Quality of Health Care in America Committee*

Disclosures
In This Article

Introduction

In December 1999, the Institute of Medicine (IOM) released the report, "To Err is Human: Building a Safer Health System."[1] The response was immediate and far-reaching. The report received near-saturation coverage in the media, and a public opinion poll found that 51% of the American public closely followed the coverage of medical errors.[2] Within 2 weeks of the release of the report, Congressional hearings on the issue began and the President directed the Quality Interagency Coordination Task Force (QuIC) to evaluate the IOM recommendations and respond with a strategy for reducing medical errors.[3] In February, the President endorsed virtually all of the IOM recommendations and the comprehensive strategy for improving patient safety developed by the QuIC.

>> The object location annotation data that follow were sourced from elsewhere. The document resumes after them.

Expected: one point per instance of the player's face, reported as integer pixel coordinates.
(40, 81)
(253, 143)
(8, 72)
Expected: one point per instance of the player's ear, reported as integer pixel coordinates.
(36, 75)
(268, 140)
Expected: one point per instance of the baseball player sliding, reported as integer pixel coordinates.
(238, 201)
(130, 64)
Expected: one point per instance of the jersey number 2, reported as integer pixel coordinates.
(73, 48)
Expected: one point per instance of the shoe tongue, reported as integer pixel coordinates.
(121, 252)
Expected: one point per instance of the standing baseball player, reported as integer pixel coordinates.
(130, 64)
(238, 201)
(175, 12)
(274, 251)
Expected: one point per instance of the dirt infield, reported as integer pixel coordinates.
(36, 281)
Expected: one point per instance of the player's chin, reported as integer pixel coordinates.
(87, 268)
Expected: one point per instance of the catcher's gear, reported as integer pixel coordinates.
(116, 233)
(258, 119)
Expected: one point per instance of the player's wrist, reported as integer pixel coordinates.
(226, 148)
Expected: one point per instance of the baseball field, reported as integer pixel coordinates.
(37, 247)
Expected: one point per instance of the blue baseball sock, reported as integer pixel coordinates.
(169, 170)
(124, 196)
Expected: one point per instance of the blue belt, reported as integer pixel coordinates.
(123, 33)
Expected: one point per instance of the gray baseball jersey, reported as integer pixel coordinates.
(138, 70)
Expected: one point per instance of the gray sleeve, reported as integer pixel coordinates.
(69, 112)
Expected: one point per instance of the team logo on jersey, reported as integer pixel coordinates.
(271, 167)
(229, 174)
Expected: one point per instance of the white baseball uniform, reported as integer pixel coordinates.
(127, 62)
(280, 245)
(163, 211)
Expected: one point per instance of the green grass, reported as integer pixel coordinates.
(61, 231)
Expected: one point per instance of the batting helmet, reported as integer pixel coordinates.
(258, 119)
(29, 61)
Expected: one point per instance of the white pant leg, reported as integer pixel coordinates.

The ensuing debate around the findings and recommendations of the IOM report has been thoughtful and informative, and has stimulated additional thinking. Unfortunately, it has also led to some misunderstandings. Because of the urgency of moving ahead promptly with the substantial changes that are needed to make our healthcare system safe, it is important that those misunderstandings be cleared up as quickly as possible. The IOM report carried 4 core messages: first, the magnitude of harm that results from medical errors is great; second, errors result largely from systems failures, not people failures; third, voluntary and mandatory reporting programs are needed; and fourth, a concerted national effort is needed now to improve patient safety.